Crônicas Margarete Hülsendeger

“Escrever é uma chatice”

Margarete Hülsendeger

publicado em 04/11/2009

 

Margarete Hülsendeger é Física e Mestre em Educação em Ciências e Matemática/PUCRS. É mestra e doutoranda em Teoria Literária na PUC-RS

Na FLIP (Festa Literária Internacional de Paraty) de 2009, Chico Buarque fez a seguinte declaração: “Bom mesmo é ler. Escrever é uma chatice”. Lendo essa frase, assim de supetão, é impossível não se levar um susto. Afinal, seu autor é Chico Buarque de Holanda, compositor, dramaturgo e escritor de sucesso.

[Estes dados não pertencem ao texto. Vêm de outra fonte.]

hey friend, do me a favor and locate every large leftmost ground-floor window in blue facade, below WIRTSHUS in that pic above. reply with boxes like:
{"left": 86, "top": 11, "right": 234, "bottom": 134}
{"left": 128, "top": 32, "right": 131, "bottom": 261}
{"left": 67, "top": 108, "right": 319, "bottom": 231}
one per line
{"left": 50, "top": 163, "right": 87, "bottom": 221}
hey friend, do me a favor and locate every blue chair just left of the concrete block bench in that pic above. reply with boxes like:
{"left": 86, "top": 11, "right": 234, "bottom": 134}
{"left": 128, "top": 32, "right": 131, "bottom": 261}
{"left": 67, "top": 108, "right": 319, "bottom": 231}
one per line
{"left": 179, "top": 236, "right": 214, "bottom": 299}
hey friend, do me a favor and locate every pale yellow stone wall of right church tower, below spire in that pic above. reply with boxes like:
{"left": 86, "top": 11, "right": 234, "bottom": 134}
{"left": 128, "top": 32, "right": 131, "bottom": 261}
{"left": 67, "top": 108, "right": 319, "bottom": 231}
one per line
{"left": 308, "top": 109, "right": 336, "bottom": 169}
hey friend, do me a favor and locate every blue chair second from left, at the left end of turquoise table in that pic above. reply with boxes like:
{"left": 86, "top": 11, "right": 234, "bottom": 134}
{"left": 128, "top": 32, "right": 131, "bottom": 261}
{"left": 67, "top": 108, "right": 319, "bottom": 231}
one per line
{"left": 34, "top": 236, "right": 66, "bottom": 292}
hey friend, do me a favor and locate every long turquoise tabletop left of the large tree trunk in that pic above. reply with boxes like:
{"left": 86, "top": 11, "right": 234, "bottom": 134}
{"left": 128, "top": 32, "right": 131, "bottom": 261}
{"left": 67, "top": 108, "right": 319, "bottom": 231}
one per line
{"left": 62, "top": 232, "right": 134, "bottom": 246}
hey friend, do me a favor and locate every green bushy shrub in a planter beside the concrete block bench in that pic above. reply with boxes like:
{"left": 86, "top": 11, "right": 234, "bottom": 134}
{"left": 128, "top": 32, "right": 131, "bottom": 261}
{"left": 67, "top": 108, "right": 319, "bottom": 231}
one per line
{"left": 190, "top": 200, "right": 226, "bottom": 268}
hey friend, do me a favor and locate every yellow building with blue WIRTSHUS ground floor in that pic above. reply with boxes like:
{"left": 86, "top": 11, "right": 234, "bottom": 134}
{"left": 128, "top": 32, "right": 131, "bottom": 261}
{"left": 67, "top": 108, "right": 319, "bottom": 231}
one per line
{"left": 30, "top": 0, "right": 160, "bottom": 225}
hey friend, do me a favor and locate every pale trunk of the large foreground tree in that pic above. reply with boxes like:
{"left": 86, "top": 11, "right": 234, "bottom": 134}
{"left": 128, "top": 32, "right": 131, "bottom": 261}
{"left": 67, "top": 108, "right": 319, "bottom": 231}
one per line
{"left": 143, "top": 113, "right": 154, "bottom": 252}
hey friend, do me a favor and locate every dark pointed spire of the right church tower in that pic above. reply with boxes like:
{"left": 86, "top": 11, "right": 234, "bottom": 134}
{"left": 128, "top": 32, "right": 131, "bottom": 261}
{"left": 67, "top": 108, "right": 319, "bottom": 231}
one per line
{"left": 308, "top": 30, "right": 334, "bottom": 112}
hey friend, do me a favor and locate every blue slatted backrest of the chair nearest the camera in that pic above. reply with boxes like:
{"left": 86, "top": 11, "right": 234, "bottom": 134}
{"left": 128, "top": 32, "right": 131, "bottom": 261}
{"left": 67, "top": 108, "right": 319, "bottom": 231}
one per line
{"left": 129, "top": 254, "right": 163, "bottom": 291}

No entanto, como em todas as declarações de famosos, é preciso entender em que contexto elas foram feitas e, principalmente, qual foi a intenção do seu autor. Eu, por exemplo, tenho certeza que o objetivo de Chico Buarque não foi desmerecer o trabalho do escritor. Muito pelo contrário. Na minha opinião, Chico só tentou retirar um pouco do glamour – totalmente fantasioso – que existe sobre essa atividade.

Muitos escritores já afirmaram que escrever, na maior parte das vezes, é 90% de suor e apenas 10% de inspiração. Qualquer coisa diferente disso seria, segundo eles, pura ilusão. Assim, quando o autor de “Leite Derramado” adjetiva dois processos diferentes, como ler e escrever, ele está, na verdade, procurando explicar como eles ocorrem, sem, é claro, diminuir ou engrandecer qualquer um deles. Afinal, apesar de serem diferentes, eles podem muito bem ser considerados complementares.

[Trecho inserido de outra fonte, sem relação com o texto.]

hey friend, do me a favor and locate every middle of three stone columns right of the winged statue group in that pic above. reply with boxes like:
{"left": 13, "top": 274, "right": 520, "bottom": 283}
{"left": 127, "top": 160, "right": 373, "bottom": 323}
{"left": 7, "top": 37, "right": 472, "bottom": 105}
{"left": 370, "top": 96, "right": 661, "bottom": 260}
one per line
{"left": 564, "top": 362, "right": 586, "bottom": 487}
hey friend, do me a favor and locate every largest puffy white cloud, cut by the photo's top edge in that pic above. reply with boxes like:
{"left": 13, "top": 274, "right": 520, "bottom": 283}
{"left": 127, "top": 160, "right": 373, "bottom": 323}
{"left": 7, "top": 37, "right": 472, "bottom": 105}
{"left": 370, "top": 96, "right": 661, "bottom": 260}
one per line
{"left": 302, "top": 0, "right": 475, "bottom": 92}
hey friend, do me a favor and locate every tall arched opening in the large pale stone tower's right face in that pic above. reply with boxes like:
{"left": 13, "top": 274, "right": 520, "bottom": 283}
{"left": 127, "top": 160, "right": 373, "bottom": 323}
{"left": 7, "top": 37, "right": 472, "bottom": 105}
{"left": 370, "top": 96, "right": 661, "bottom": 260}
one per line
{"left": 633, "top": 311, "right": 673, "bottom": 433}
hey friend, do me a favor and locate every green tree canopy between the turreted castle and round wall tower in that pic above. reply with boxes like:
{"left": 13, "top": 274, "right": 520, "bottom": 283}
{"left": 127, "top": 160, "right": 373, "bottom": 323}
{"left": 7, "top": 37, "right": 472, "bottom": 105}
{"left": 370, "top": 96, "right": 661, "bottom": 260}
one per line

Ler poderia ser comparado à satisfação de se degustar um bom vinho. Quando temos esta chance, já estamos recebendo um produto acabado, cabendo-nos apenas o prazer de saboreá-lo. Nenhum esforço maior nos será exigido, além de sentir o seu aroma e desfrutar do seu sabor. Portanto, é difícil não concordar com Chico Buarque quando ele diz: “Bom mesmo é ler”.

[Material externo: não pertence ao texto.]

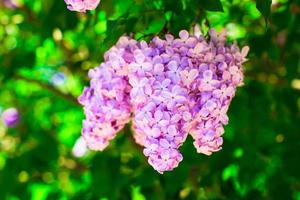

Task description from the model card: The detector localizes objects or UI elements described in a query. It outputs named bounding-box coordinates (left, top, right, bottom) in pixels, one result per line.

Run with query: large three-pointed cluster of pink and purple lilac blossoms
left=79, top=30, right=249, bottom=173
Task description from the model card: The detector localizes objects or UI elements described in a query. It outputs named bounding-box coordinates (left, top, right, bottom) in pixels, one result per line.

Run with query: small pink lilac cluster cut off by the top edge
left=65, top=0, right=100, bottom=12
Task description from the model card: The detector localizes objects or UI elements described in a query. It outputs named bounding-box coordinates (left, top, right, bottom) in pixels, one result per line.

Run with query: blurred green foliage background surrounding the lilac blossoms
left=0, top=0, right=300, bottom=200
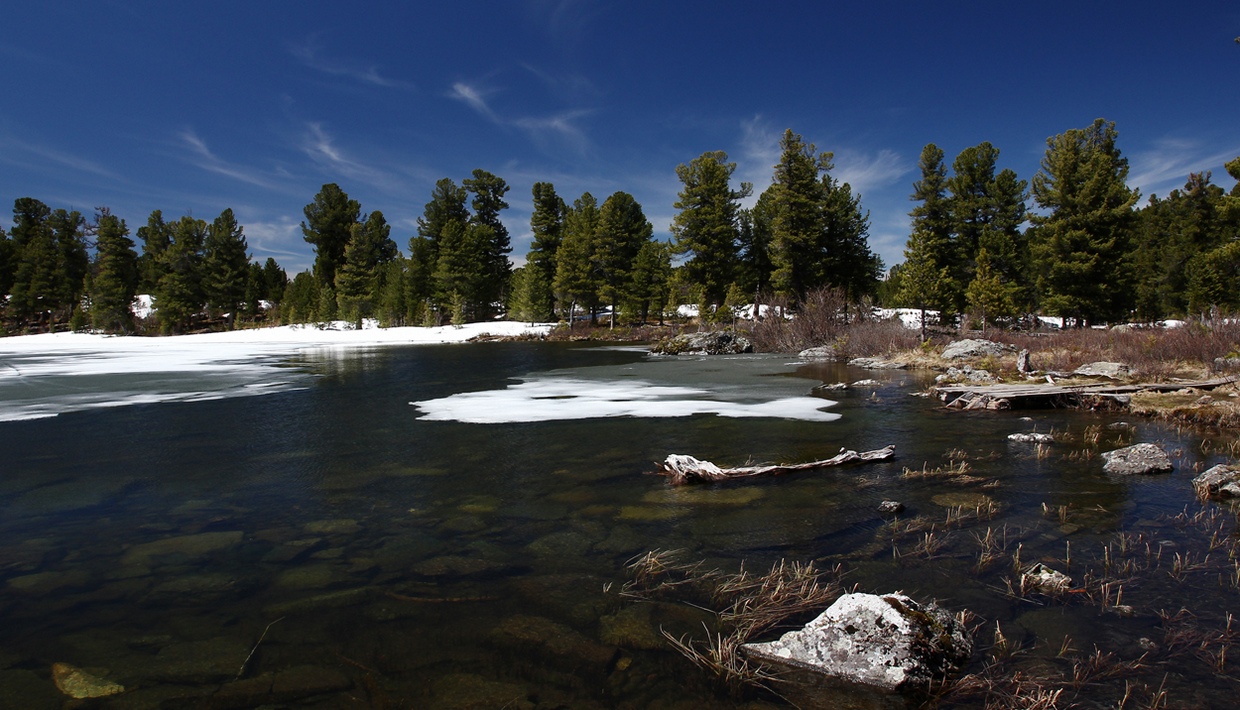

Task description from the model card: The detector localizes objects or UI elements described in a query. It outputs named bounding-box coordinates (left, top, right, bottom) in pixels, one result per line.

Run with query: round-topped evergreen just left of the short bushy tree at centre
left=591, top=192, right=655, bottom=328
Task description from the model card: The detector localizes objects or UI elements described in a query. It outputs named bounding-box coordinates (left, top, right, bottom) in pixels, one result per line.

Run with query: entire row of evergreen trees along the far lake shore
left=0, top=119, right=1240, bottom=333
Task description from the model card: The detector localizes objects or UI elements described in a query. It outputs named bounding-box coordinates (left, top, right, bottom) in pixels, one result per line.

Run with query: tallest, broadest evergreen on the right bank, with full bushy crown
left=1030, top=119, right=1138, bottom=325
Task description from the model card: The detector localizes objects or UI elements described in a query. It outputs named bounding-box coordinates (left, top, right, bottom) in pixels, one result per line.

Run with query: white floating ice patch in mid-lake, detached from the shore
left=409, top=378, right=839, bottom=424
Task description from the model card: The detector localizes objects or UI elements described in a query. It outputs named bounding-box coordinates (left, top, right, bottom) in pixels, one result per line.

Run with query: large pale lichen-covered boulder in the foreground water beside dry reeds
left=742, top=592, right=973, bottom=693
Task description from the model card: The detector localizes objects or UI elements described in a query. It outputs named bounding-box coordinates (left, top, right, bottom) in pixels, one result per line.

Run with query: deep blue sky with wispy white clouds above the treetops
left=0, top=0, right=1240, bottom=273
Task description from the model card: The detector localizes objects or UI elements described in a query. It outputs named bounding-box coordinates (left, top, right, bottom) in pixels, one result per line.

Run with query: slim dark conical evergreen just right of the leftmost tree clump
left=89, top=209, right=138, bottom=333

Escrever, por outro lado, é algo totalmente diferente: seria como produzir esse mesmo bom vinho. É preciso acompanhar de perto todo o processo; desde o plantio das mudas até o seu envelhecimento. Procedimento que pode durar vários anos até que o vinho esteja pronto para ser saboreado. É, portanto, um trabalho longo e extremamente complexo, não podendo, inclusive, se excluir a possibilidade de tudo acabar virando vinagre.

Do mesmo modo, quem escreve também está envolvido com o processo do início ao fim. O escritor, assim como o vinicultor, também corre riscos. Se seu texto não tiver um mínimo de qualidade caberá ao leitor dar por encerrada a sua trajetória. O vinho pode virar vinagre e o livro pode ser simplesmente esquecido no fundo de uma prateleira.

Enfim, ler, realmente, é muito bom. Mas, escrever também pode se converter em um vício difícil de abandonar. É como diz Clarice Lispector: “Enquanto eu tiver perguntas e não houver respostas… continuarei a escrever”. E é de pergunta em pergunta que o escritor se arrisca. Portanto, compreendo perfeitamente bem as palavras de Chico. Se levarmos em conta todos os riscos, mais o trabalho que o exercício de escrever exige, fica difícil não chegar a mesma conclusão: “Escrever é uma chatice”. Entretanto – graças a Deus por existirem “entretantos”! – a possibilidade de se colocar no papel ideias e mundos absolutamente originais supera qualquer risco ou chatice que esse trabalho possa ter.